The challenge is a "university-wide student competition to create innovative solutions to real-world media and communication problems." Each year, Ohio University's Scripps College of Communication posts several real-world challenges that media organizations are facing. The idea is that students will form teams, and tackle one of the problems over the course of several months. The potential takeaway is $25,000 in prize money, and the chance to further develop your solution with the people in the field who are facing that problem.
There are several challenges, but the one that drew my eye focuses on audience engagement.
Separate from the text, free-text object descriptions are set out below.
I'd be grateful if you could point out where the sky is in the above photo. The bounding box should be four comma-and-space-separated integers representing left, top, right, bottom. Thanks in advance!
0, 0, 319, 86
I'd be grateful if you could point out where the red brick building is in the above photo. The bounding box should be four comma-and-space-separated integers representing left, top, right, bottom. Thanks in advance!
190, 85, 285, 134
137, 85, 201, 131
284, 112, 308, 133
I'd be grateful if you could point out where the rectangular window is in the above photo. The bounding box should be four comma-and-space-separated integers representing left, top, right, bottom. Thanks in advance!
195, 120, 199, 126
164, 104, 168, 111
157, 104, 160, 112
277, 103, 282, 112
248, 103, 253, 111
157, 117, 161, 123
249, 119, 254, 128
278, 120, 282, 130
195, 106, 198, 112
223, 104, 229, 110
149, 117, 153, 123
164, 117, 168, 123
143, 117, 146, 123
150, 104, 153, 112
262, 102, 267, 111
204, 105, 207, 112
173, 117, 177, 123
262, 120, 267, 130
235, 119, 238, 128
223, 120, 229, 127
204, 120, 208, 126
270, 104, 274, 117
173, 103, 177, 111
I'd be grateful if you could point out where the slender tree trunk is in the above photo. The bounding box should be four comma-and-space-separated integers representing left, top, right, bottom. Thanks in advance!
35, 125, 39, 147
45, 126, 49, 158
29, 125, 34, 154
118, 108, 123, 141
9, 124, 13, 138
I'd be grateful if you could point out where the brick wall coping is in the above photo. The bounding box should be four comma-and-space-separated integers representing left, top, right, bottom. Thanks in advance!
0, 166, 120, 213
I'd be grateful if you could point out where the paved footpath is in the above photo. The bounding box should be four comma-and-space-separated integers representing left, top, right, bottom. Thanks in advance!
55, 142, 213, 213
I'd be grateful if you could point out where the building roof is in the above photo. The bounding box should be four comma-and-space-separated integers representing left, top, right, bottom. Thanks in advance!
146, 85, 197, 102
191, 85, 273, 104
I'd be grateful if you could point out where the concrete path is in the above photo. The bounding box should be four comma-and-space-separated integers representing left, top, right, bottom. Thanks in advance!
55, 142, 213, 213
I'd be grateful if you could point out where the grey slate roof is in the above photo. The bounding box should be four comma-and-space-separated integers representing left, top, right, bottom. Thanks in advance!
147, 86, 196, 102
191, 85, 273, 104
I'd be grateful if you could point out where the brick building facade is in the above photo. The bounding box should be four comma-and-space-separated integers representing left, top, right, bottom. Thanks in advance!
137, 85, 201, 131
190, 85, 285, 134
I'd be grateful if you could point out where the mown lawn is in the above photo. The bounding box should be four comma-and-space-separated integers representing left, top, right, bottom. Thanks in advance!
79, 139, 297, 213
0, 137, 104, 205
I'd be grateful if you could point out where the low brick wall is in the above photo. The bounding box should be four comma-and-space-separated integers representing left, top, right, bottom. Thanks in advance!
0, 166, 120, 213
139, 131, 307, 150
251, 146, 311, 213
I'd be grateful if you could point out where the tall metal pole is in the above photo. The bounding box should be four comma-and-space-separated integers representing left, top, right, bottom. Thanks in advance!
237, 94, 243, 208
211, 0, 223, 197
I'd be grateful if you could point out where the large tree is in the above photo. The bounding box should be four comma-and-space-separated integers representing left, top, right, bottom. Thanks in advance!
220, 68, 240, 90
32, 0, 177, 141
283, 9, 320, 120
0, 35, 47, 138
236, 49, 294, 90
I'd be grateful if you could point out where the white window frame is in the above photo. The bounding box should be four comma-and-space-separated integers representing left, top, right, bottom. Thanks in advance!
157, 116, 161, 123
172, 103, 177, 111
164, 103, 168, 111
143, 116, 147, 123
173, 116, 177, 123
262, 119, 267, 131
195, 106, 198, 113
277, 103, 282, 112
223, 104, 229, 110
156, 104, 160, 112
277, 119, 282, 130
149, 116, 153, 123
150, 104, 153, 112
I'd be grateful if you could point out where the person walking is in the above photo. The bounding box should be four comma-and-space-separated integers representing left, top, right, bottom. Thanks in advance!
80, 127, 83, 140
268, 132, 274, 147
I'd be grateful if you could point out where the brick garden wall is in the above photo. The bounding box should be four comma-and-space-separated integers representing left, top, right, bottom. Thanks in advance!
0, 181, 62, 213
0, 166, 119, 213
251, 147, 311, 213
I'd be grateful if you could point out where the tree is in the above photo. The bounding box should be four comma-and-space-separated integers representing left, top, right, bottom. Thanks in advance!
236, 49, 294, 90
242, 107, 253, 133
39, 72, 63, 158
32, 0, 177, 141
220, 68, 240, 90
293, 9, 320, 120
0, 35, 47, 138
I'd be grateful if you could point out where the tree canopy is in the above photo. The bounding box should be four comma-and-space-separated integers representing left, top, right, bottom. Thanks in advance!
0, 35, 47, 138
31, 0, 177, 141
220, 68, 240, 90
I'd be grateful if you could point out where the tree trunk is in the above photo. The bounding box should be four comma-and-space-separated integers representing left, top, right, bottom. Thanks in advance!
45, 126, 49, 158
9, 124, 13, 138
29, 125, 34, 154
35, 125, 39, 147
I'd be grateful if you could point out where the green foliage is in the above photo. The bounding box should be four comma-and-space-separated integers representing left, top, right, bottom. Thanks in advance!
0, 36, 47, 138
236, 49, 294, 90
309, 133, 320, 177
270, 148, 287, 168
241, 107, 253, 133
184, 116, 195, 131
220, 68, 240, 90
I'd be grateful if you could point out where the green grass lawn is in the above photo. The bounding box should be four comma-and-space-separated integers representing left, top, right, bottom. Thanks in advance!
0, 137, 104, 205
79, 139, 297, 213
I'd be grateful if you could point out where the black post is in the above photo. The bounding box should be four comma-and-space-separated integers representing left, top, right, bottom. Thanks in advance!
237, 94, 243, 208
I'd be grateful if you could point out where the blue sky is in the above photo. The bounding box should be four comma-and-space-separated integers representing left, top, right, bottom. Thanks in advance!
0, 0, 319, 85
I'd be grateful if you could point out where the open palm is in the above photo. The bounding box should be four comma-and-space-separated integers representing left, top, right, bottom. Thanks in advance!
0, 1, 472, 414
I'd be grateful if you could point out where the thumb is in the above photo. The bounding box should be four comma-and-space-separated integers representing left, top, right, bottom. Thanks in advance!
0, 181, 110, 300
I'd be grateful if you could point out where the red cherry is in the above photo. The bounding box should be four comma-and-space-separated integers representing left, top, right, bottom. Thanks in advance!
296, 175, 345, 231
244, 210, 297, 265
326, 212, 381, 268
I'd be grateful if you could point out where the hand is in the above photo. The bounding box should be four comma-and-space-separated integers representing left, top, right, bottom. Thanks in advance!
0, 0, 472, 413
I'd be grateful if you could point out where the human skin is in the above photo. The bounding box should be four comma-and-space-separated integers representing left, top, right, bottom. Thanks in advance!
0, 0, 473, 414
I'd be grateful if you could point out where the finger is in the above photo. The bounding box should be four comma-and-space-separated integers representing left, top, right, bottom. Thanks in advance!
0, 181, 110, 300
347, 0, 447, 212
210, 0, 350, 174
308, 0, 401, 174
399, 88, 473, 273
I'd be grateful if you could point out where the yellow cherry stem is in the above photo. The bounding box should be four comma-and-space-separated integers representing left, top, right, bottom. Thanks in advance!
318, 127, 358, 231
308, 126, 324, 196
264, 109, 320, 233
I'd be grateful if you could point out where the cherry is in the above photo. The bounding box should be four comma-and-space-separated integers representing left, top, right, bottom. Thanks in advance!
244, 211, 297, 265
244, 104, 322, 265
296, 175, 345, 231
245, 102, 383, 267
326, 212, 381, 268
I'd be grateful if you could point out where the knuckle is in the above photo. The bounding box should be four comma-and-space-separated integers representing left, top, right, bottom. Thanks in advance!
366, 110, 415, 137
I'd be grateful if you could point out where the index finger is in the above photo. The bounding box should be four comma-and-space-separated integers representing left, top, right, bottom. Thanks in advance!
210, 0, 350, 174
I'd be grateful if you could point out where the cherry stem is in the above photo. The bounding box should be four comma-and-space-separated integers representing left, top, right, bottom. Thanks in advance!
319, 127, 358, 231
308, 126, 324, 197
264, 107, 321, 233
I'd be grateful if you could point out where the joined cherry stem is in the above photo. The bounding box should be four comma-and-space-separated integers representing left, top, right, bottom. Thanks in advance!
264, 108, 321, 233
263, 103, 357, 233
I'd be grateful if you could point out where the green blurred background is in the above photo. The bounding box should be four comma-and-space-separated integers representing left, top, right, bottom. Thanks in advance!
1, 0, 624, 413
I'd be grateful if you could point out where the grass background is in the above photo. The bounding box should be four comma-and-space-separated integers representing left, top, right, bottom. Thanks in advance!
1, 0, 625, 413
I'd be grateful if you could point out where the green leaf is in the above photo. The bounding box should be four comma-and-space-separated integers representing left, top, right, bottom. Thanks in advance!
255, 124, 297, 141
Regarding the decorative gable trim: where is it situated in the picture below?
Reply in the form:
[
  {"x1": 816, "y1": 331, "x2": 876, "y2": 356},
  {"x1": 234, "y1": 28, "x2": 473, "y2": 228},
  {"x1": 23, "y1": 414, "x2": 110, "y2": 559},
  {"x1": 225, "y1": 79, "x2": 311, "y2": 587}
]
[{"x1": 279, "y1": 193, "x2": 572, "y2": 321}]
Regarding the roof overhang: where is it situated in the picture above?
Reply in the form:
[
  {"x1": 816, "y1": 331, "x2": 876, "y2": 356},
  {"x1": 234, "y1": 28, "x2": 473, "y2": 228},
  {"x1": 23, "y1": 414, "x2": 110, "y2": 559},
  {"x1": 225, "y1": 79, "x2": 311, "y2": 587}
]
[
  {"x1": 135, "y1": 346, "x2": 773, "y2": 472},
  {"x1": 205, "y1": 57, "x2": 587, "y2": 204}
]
Mashable has teamed up with the college to provide this particular challenge, and is offering a trip to its Social Good Summit for the best solution.
"[The] Challenge: Come up with a way to intrigue and motivate a connected audience to better interact with publishing sites. The goal is for the publishing site to increase reader feedback that it can use to deepen audience engagement, and for the person offering the feedback to be meaningfully rewarded for their effort."
I recruited Jeremy, the guy in the background of the above photo, to help with the project and we have become quite the dynamic duo. We've adopted a slimmed down Agile operation where we set deliverable goals for each one-week sprint. So far, tasks have included reaching out to specific industry professionals, or finding a certain number of supportive research articles. This week, we are working to create the skeleton of our solution.
The process feels fantastic. There is a real problem that we are creating a real solution to. We set goals each week, and have had some difficulty in meeting them, but we are getting better at setting and working towards completing them. With all the stress of the student paper and school work, having a project you're passionate about makes all the difference.
Over the next few months, I will be talking about the process as much as I can while not giving away our solutions, because it is a competition at the end of the day. The next few weeks will involve finalizing our solution, really figuring out where the weak points are.
I'm excited for the results. Even if we don't end up winning, the practice and process of creating innovative solutions feels right. It's the type of thing I want to be doing in a real newsroom.